Environnement : sonnette d’alarme contre la disparition des raphiales.

#Komiaza.com - Si des mesures d’urgence ne sont pas prises pour stopper la destruction des raphiales, il est certain qu’il ne sera plus possible de boire du vin de raphia, d’avoir des meubles en bambou, d’avoir des tisserands, de construire les grandes cases traditionnelle dans les palais royaux, de refaire l’Entrée du Marché de Dschang dans dix ans.

Avoir le réflexe de la conservation et de la préservation des espèces.

Les raphiales qui autrefois, étaient une espèce végétale des plus courantes à l’Ouest-Cameroun sont victimes d’une destruction sans mesure, à cause de la vie chère et du manque d’engouement des populations pour le vin de raphia et les outils à base du bambou de raphiales.

Après l’abandon de la caféiculture, les villageois se sont attaqués aux raphiales. Puisqu’elles sont généralement dans les bas-fonds, il faut les détruire afin d’exploite la terre pour les cultures maraîchères. Ainsi, les raphiales sont détruites pour l’agriculture, mais aussi pour la fabrication des emballages pour tomates, poivron, poireau, etc. c’est à dessein pour eux car conscients que le raphia permet à l'eau de remonter en surface.

Il faut dire que les raphiales, considérées comme des espèces sauvages ont été plantées d’une part par les ancêtres pour servir plusieurs causes : produire la boisson, utilisation du bambou pour la fabrication du mobilier domestique, du plafond, de paniers, de contrevents, des clôtures, etc. vu sous cet aspect, les raphiales offrent des opportunités d’emplois pour les populations rurales. D’autre part par les rats palmistes qui emportaient les fruits et les enterraient un peu partout. Aujourd’hui, le litre de vin de raphiales coûte 200 FCFA. Or il est évident que le vigneron récolte 3 à cinq litres chaque jour, pendant deux semaines.

Nécessité d’une loi spécifique et d’initiatives personnelles pour replanter les raphiales.

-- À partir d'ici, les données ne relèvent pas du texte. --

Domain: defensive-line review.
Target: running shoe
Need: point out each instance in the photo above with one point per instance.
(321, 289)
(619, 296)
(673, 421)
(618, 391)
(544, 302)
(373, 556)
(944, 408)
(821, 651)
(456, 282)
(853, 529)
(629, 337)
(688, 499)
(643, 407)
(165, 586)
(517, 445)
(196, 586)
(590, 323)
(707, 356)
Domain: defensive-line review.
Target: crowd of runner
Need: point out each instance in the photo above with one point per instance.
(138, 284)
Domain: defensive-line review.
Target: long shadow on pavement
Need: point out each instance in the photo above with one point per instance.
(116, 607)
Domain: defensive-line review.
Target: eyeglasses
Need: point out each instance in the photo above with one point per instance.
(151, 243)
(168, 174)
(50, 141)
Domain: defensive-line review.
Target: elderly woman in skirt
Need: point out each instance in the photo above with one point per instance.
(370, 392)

Relever le défi de la replantation des raphiales est un défi individuel, à travers une politique nationale de reboisement spécifique. Cela pourra passer par l’adoption d’une loi spécifique qui encourage la plantation et les usages et règlemente les coupes. Ainsi, l’Etat devra mettre sur pied un projet pour encourager toutes les personnes qui se mettent à l’œuvre, par exemple en accordant des subventions substantielles aux pépiniéristes, en facilitant le marché des produits du bambou. S’il veut piloter le projet, cela ne marchera pas car, de nombreux projets ont échoué à cause de fonctionnaires trop enclin à la mal gouvernance.

Remettre le traditionnel vin de raphia au cœur des cérémonies.

Malheureusement, lors des cérémonies traditionnelles, personnes ne veut savourer du vin de raphia. Ils ont réussi l’exploit de le surnommer « je suis pauvre », comme pour dire que ses consommateurs sont des personnes incapables de d’acheter de la bière. Les raphiales indiquent l’abondance d’eau, un micro climat. Les chefs traditionnels, gardiens auto-proclamés des us et coutumes, ne sont pas préoccupés par cette crise identitaire. Pourtant ils devraient veiller à ce que toutes les cérémonies traditionnelles promeuvent la consommation du vin de raphia, sans chercher à tuer la boisson industrielle. Pas de raphia pas de mariage sacré ni d’offrandes ni de rite d'initiation. S’ils ne font rien, qu’ils retiennent au moins que de la même les chefferies traditionnelles vont disparaitre.